Collecting to a List:
List<String> list = stream.collect(Collectors.toList());
Collecting to a Set:
Set<String> set = stream.collect(Collectors.toSet());
Joining Strings:
String result = stream.collect(Collectors.joining(", "));
Summarizing Integers:
IntSummaryStatistics summary = stream.collect(Collectors.summarizingInt(Integer::intValue));
Grouping by a Classifier:
Map<Integer, List<String>> groupedByLength = stream.collect(Collectors.groupingBy(String::length));
Partitioning by a Predicate:
Map<Boolean, List<String>> partitioned = stream.collect(Collectors.partitioningBy(s -> s.length() > 3));
Counting Elements:
long count = stream.collect(Collectors.counting());
Mapping and Collecting:
List<Integer> lengths = stream.collect(Collectors.mapping(String::length, Collectors.toList()));
Reducing to a Single Value:
Optional<String> concatenated = stream.collect(Collectors.reducing((s1, s2) -> s1 + s2));
Collectors provide a powerful way to perform complex collection operations succinctly and efficiently in Java.
Reduce#
Optional<T> reduce(BinaryOperator<T> accumulator)

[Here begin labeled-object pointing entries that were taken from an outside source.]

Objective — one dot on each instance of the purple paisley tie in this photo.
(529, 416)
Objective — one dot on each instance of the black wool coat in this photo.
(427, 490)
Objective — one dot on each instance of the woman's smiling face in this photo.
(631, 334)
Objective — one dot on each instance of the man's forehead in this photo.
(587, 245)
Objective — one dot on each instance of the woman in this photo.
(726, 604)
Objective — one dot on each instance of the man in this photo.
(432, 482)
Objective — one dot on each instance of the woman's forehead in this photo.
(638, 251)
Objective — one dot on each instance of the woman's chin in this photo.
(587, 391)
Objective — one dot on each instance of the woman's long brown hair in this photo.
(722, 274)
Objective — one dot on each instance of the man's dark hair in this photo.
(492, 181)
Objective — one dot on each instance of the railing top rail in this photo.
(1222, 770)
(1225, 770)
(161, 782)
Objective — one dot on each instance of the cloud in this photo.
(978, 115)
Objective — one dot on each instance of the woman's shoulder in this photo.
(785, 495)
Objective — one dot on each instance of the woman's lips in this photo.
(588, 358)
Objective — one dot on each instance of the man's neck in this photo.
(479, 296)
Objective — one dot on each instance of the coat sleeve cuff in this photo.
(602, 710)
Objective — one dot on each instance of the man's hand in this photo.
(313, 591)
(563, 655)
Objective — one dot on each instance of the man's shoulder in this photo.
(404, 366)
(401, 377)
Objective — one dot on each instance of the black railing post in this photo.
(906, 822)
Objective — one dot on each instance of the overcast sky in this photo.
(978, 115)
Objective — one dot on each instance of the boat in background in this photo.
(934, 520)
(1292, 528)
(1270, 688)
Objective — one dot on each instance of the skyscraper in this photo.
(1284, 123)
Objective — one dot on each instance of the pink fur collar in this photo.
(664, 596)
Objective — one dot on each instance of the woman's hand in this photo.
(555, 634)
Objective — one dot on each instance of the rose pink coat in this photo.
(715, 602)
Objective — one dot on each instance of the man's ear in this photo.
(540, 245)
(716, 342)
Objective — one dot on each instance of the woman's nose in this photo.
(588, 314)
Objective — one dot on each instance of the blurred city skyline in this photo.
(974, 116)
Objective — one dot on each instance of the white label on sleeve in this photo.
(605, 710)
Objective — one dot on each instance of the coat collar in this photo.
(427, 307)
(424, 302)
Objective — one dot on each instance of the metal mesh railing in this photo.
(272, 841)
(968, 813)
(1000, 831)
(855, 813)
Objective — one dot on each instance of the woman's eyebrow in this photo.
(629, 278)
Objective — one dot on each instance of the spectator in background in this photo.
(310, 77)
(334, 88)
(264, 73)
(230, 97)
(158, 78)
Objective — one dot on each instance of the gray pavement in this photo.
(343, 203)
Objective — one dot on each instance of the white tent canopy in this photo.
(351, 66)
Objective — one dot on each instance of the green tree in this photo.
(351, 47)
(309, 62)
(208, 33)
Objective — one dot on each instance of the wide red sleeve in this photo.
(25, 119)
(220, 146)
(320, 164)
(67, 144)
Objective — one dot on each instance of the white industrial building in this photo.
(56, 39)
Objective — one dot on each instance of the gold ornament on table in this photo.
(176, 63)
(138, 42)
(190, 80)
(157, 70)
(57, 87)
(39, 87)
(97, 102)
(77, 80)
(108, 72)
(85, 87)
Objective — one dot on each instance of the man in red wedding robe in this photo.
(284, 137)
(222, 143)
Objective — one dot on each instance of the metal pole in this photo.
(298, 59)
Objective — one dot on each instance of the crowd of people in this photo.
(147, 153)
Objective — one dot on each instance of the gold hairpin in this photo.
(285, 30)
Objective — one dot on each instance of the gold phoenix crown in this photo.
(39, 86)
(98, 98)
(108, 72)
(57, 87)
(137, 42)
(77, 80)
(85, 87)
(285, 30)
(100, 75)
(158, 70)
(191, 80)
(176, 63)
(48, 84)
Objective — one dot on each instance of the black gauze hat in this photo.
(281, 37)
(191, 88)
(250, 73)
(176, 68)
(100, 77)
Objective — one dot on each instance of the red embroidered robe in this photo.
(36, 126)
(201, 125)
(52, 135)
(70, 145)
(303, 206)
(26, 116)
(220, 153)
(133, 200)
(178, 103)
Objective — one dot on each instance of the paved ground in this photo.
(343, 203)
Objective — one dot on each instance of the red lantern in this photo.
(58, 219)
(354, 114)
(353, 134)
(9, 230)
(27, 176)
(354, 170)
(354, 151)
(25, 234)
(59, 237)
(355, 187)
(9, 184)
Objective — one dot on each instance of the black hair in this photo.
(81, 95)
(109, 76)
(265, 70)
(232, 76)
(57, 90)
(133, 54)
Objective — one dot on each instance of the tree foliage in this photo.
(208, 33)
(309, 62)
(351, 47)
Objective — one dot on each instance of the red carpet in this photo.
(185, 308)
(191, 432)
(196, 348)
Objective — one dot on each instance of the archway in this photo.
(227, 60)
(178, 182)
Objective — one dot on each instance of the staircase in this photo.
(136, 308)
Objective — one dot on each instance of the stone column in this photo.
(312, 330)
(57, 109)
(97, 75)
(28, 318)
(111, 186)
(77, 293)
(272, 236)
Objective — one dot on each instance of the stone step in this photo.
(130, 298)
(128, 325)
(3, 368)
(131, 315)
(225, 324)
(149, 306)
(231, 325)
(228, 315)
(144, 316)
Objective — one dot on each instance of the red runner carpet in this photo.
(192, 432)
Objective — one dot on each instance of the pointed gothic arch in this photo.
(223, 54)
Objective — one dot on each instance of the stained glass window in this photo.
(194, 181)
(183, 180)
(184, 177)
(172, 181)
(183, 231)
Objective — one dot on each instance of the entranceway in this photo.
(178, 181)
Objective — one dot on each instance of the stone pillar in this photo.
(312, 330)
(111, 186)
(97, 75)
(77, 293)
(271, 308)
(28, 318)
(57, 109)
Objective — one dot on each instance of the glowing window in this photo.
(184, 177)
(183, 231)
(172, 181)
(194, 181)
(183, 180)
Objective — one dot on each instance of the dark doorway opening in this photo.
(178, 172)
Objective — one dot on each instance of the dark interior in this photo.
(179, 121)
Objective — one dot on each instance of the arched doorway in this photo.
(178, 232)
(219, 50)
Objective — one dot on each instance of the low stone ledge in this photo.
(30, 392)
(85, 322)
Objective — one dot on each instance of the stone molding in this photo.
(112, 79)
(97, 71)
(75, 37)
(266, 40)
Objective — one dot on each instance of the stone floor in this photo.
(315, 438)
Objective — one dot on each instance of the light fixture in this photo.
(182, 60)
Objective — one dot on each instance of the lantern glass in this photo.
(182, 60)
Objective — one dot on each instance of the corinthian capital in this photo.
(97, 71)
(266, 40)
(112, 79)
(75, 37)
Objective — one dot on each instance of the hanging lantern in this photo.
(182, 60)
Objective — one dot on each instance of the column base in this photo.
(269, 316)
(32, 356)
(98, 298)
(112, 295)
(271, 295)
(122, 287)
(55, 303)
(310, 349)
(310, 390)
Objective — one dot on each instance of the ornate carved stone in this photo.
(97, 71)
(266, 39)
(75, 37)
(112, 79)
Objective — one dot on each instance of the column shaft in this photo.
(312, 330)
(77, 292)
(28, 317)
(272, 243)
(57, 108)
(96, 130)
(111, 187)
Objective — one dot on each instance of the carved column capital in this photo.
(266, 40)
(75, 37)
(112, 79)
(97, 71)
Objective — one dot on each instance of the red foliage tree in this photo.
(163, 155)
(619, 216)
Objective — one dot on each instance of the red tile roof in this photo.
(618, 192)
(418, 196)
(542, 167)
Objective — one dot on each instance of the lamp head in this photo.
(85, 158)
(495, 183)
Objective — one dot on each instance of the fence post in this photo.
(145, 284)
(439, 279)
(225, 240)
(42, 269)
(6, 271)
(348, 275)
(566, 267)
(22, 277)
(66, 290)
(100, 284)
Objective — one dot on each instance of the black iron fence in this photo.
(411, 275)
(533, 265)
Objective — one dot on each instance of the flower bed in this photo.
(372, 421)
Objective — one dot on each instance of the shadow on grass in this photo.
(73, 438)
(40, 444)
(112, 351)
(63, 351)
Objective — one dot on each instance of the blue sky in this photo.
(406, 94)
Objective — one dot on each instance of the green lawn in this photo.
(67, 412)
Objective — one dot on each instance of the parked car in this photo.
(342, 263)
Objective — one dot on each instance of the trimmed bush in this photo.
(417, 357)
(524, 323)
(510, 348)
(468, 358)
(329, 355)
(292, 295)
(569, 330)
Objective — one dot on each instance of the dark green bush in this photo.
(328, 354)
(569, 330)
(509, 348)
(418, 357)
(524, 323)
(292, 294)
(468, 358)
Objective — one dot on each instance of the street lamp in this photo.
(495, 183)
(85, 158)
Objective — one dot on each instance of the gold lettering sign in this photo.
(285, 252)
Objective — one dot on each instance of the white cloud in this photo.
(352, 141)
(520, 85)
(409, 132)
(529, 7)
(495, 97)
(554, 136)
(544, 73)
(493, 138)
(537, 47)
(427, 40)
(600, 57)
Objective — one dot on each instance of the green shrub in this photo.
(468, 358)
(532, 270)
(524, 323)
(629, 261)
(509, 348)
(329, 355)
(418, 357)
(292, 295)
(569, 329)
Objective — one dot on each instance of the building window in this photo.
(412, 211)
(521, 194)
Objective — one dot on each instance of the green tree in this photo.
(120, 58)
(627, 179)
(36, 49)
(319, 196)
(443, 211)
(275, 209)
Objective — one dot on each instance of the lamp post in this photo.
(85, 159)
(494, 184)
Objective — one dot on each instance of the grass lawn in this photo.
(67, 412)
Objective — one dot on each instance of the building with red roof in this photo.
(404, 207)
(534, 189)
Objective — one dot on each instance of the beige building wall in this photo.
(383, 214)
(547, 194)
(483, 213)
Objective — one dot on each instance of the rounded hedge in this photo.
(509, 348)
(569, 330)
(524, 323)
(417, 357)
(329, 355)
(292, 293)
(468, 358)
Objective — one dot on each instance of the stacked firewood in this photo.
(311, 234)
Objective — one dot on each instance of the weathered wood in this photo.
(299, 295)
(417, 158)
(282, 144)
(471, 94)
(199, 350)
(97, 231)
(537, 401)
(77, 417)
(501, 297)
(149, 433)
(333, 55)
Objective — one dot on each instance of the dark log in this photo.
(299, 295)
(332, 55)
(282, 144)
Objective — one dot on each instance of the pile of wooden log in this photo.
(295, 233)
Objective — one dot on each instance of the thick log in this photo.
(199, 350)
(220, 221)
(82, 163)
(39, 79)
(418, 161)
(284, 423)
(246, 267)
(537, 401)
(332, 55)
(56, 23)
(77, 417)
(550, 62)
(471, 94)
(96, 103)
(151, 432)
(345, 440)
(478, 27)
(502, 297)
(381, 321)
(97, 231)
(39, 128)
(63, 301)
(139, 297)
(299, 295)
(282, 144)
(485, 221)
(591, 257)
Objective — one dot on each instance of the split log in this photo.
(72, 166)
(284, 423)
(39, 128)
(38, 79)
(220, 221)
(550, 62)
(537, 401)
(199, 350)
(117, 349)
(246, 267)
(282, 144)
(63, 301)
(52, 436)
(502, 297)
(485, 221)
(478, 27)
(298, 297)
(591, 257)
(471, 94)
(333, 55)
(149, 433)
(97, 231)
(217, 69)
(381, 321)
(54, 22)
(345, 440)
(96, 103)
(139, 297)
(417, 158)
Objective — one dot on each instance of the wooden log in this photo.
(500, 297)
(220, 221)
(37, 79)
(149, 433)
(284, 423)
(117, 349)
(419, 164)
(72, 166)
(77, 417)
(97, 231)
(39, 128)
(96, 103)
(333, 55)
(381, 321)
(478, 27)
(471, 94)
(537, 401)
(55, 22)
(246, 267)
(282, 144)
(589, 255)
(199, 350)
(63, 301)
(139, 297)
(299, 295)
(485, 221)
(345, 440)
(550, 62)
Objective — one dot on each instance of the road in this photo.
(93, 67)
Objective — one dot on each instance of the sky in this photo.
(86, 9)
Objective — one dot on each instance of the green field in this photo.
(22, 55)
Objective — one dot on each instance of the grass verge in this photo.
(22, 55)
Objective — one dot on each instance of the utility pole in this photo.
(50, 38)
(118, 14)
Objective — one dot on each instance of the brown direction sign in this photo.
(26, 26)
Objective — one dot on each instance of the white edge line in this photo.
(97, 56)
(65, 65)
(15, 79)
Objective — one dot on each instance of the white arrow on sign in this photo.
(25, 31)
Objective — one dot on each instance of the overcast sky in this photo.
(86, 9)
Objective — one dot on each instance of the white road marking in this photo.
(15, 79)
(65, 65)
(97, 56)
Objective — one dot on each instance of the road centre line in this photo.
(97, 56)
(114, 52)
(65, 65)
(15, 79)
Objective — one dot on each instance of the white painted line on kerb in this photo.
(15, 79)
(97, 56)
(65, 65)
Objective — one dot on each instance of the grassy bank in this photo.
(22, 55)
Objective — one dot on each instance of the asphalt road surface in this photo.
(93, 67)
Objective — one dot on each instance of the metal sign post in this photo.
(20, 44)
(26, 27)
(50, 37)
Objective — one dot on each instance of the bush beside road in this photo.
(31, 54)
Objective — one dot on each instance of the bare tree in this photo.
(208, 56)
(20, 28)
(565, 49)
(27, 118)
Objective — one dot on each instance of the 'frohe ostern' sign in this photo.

List<Integer> spendings = List.of(14, 22, 10, 18, 16, 15, 20);
int total = spendings
.stream()
.reduce((partialSum, next) partialSum + next)
.orElse(0);
Collect#
<R> R collect(
Supplier<R> supplier,
BiConsumer<R, ? super T> accumulator,
BiConsumer<R, R> combiner
);
ArrayList<String> strings = stream.collect(
() -> new ArrayList<>(),
(collection, element) -> collection.add(element.toString()),
(collection1, collection2) -> collection1.addAll(collection2)
);
Pulling the mapping operation from accumulator function:
ArrayList<String> strings =
stream
.map(Object::toString)
.collect(ArrayList::new, ArrayList::add, ArrayList::addAll);
Processing methods#
String top3EmpNames =
employees()
.stream()
.filter(Employee::isActive)
.limit(3)
.collect(Collectors.joining(", "));
map() vs flatMap()#
Collectors#
collect(Collectors.toList());
collect(Collectors.toSet());
collect(Collectors.toMap(e -> e.name, e -> e));
collect(Collectors.joining(", "));
Group By department
Map<Department, List<Employee>> deptWiseEmployees =
employees
.stream()
.collect(Collectors.groupingBy(e -> e.getDepartment()));
Department wise count of employees
Map<Department, Long> deptWiseEmpCount =
employees
.stream()
.collect(Collectors.groupingBy(Employee::getDepartment, Collectors.counting()));
Reduction, concurrency and ordering#
Map<Buyer, List<Transaction>> salesByBuyer =
txns
.parallelStream();
.collect(Collectors.groupingBy(Transaction::getBuyer));
Parallel Streams#
Beneficial only when have a significant size of data like 10K+ else, the overhead might be more and doesn’t give any improvement in speed. Benchmarking is the way to go.